Other botnets included Linux.Aidra, Bashlite – variants of which reached more than 100,000 devices
and the Linux/IRCTelnet botnet, which targets routers, DVRs and IP cameras. The latest IoT botnet to be
identified is Torii, which researchers suggest is an example of an evolution of IoT malware
Lateral movement frameworks
These tools allow an attacker to move around a network after gaining initial access. Examples include PowerShell Empire, Cobalt Strike and Metasploit.
PowerShell Empire can be used to escalate privileges, harvest credentials and exfiltrate information. It can also generate malicious documents for social engineering attacks. As it’s built on a common legitimate application (PowerShell) detection is tricky.
Last year Empire was used in an attack on a UK energy-sector company, as well as a spear-phishing campaign against a number of South Korean organisations while the Winter Olympics was taking place.
These tools enable attackers to disguise their location.
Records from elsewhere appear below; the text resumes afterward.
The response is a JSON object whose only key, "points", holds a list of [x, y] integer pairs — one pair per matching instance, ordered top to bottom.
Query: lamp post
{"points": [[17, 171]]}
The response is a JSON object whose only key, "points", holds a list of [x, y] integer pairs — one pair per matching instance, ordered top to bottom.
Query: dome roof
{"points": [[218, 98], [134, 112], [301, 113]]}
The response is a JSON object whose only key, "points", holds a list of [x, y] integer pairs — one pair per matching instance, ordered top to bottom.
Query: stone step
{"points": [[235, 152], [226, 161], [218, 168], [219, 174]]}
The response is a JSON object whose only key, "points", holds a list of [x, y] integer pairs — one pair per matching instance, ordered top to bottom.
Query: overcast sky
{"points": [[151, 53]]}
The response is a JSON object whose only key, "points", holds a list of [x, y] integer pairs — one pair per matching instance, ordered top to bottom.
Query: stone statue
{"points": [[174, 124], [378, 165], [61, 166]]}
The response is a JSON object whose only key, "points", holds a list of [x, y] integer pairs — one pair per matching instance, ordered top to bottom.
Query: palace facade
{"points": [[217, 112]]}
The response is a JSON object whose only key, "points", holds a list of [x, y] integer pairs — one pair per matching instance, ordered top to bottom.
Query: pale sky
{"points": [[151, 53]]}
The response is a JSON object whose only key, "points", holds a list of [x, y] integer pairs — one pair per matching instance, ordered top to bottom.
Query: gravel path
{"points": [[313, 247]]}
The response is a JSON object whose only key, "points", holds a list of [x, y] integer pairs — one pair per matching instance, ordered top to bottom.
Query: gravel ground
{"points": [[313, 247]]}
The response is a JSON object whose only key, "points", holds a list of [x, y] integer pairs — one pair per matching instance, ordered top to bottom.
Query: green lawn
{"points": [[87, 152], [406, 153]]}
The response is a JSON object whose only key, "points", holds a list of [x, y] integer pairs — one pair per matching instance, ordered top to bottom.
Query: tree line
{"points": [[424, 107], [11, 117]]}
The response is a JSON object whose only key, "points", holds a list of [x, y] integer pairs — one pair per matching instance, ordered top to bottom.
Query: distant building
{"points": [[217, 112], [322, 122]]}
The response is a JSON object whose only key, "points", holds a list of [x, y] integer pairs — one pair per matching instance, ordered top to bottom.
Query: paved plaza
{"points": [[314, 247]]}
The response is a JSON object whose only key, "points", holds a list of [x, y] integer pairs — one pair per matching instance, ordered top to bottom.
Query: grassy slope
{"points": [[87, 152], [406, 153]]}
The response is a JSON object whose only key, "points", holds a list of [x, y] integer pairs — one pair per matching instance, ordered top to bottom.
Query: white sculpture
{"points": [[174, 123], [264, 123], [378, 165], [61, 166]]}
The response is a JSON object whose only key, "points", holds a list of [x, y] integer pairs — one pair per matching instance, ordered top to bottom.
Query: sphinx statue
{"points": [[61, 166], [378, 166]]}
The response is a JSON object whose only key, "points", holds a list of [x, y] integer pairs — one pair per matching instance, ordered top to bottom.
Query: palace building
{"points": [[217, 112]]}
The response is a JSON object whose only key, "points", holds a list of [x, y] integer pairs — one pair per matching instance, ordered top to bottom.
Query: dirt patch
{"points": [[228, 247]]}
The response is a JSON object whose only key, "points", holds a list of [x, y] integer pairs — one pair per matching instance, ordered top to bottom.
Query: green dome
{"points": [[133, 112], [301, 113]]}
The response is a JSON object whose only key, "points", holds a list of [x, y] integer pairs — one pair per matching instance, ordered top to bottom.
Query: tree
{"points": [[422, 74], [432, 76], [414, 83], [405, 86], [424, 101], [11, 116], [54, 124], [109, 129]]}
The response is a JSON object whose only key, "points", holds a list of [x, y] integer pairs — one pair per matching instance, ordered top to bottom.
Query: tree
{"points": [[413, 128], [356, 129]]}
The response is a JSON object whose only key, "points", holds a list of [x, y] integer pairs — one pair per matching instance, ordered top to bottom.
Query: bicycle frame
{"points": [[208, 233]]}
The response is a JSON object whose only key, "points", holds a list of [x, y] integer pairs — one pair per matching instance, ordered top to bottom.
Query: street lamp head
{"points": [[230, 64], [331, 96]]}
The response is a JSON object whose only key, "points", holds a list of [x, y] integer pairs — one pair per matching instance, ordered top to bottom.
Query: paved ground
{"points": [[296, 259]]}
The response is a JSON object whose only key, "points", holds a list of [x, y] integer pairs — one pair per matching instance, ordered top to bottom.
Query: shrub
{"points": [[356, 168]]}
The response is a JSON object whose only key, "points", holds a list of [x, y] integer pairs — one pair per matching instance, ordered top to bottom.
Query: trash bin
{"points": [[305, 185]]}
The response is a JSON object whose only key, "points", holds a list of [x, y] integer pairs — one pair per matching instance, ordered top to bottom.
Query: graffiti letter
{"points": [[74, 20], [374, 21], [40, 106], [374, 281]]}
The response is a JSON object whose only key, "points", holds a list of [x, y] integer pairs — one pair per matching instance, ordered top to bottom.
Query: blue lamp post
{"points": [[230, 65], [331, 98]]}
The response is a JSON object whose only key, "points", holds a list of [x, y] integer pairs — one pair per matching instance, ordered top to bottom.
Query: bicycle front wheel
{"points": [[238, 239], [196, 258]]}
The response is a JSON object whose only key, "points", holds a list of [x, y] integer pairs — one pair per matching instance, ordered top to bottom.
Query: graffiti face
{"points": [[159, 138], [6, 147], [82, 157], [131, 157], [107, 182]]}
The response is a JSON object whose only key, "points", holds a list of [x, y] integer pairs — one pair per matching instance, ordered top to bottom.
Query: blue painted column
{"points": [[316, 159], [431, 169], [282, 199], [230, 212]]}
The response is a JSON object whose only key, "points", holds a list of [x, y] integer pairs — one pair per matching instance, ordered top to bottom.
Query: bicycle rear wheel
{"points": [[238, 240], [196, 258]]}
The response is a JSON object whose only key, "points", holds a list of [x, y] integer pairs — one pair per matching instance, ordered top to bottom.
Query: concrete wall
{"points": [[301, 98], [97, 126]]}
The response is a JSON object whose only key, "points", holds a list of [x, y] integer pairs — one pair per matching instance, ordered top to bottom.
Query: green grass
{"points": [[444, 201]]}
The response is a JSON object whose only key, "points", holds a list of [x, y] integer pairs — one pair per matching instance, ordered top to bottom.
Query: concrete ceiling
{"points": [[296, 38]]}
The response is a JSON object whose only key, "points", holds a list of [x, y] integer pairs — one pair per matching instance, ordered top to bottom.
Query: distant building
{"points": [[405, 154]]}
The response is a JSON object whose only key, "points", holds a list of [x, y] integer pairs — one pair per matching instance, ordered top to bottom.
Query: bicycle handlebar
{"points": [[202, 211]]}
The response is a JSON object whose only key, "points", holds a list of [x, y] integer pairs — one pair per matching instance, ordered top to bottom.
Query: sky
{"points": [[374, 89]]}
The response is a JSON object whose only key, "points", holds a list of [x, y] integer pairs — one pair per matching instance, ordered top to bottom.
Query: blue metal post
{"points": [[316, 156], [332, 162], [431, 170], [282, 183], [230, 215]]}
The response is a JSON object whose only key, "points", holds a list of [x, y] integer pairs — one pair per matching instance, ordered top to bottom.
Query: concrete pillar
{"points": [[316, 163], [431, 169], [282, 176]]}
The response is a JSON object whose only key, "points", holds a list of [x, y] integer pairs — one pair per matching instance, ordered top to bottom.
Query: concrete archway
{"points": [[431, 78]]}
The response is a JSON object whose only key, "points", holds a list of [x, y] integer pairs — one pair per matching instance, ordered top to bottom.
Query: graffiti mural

They have also been used to evade intrusion and detection systems, blend in with common traffic, hide command and control infrastructure and create peer-to-peer command and control infrastructure.
A popular tool is HTran, which intercepts and redirects Transmission Control Protocol connections from local hosts to remote ones. It’s been used in several compromises of government and industry targets.
These enable cybercriminals to collect the credentials of users logged into a targeted machine, which can then be used to give access to other machines on a network. With source code often publicly available, anyone can compile their own versions.
Mimikatz, for example, is typically used after access to a host is gained and the criminals want to move through the internal network. It can significantly undermine network security – escalating privileges, for example.
Mimikatz was used in conjunction with NotPetya and BadRabbit ransomware in 2017 to obtain admin credentials held on thousands of computers. These credentials were then used to facilitate lateral movement, spreading ransomware throughout networks.
Others to look out for
Phishing is one of the most-used cyberattack methods, and hackers are selling readymade spoof pages for hundreds of major brands, including Apple, Netflix, Walmart and Dunkin Donuts. According to Hackernoon, they are typically offered for about $2 each, with Apple coming in at $5.
Password-cracking tools are available for a similar price, with readymade configuration files for numerous websites – most notably Spotify – that just need to be used in conjunction with tools like SNIPR or Sentry MBA. Keyloggers cost around $2, Wi-Fi hacking software ($3) and malware for emptying Bitcoin wallets ($6) are also available.
Another development is that the sellers of these wares now increasingly offer customer support, lifetime guarantees and a free guide on how to use the tool.